What is mis-selling?

Competition for telecoms services has led to an increase in direct selling methods such as door-to-door or telesales. Although most companies take a responsible approach to these sales techniques, a minority have been involved in mis-selling.

Mis-selling can take the following forms:

  • Providing false or misleading information
  • Asking a customer to sign a document 'for information', which in fact authorises a transfer of services from one provider to another
  • Using unacceptable pressure to try to coerce the customer into signing up
  • 'Slamming': switching a customer to a different service provider without their knowledge or consent

What action can I take to prevent mis-selling?
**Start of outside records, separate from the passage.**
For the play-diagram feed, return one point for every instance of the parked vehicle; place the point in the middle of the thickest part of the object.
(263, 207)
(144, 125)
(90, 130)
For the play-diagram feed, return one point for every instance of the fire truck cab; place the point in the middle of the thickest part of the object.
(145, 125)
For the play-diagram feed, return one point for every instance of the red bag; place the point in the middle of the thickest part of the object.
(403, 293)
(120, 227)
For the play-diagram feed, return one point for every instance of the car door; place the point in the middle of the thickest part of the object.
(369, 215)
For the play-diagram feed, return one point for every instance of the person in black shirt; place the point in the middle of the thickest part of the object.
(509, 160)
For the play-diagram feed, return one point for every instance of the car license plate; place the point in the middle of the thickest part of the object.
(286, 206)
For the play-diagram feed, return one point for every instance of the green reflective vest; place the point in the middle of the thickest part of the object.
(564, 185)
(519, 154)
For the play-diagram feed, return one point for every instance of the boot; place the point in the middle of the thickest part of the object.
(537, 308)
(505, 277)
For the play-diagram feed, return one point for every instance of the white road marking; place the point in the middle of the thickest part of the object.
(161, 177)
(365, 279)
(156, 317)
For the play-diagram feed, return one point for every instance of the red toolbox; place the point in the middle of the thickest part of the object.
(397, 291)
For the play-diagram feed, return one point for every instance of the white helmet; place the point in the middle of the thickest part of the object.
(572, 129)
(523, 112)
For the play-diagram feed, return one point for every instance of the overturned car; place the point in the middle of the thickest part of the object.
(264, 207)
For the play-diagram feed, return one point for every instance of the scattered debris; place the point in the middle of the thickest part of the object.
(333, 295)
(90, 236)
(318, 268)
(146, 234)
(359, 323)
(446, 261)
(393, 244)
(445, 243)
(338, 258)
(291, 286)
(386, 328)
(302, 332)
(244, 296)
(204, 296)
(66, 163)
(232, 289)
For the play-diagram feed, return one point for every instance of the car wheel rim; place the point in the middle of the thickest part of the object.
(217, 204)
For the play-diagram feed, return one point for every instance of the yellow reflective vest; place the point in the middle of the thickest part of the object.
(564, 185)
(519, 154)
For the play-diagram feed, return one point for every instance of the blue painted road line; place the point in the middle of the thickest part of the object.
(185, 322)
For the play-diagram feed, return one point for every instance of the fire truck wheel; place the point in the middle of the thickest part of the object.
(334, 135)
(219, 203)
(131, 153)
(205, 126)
  • Beware of sales people saying their company is part of BT, working in association with BT, or that 'BT has sold its customers' to the salesperson's company - we do not operate in this way
  • Always make a note of the sales person's name, company they claim to represent, time and date of any sales call you receive
  • If you receive a sales visit at home, ask to see the salesperson's identity card and make a note of their name and company
  • Ask how any promised savings on your BT line or calls are calculated
  • Do not give out bank account details over the phone unless you are certain who you are dealing with, and why they need those details (for example, if you have agreed to move your service and pay by Direct Debit)
  • Never give out your bank details to verify your identity
  • Do not give out your bank account details or sign anything if you only require information on products and services or call costs etc
  • Do not sign anything to acknowledge a sales visit
  • Always make it very clear whether you are accepting or refusing a sales person's offer

What help is available to me if I think I have been subject to mis-selling?
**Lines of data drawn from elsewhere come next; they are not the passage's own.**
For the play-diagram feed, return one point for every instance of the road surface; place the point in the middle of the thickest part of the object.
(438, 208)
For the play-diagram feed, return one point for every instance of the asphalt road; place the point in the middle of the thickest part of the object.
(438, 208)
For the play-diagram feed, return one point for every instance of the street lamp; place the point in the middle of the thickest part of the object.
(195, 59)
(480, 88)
If you are within the transfer period, BT may be able to cancel the order if:

  1. your service is transferred without your being contacted
  2. you were contacted but gave no permission
  3. you agreed to buy something, but got a different product or service
  4. you were deliberately misled into believing that you were making an agreement with a different company

You'll receive a transfer letter from us which includes a telephone number to call in these circumstances. Just call us as soon as possible, and we'll do the rest.

You should contact your new telephone company if:

  1. you gave your consent to change but feel you were either pressurised into doing so or the service you've agreed to is different from the one provided
  2. you did not give your consent to transfer but the transfer date (shown in the letter from BT) has already passed
  3. you were pressurised, either on the doorstep or over the phone
  4. you were told that 'BT had sold its customers' to the new telephone company
  5. you were told you had to agree to transfer some or all of your calls and/or lines just to get information about its services
  6. you are outside the transfer period but still feel you have been misled

If you don't know who your new telephone company is, call the number on the letter you will receive from BT telling you that your calls or lines will be transferred – we may be able to help.

Further help and information

Ofcom is the independent regulator and competition authority for the UK's communications industries. Their website is a useful resource.

Alternatively you could contact your local MP who may lobby for changes and improvements to prevent mis-selling. Contact details are available through the United Kingdom Parliament website, or by calling the House of Commons Information Office on 0207 219 4272.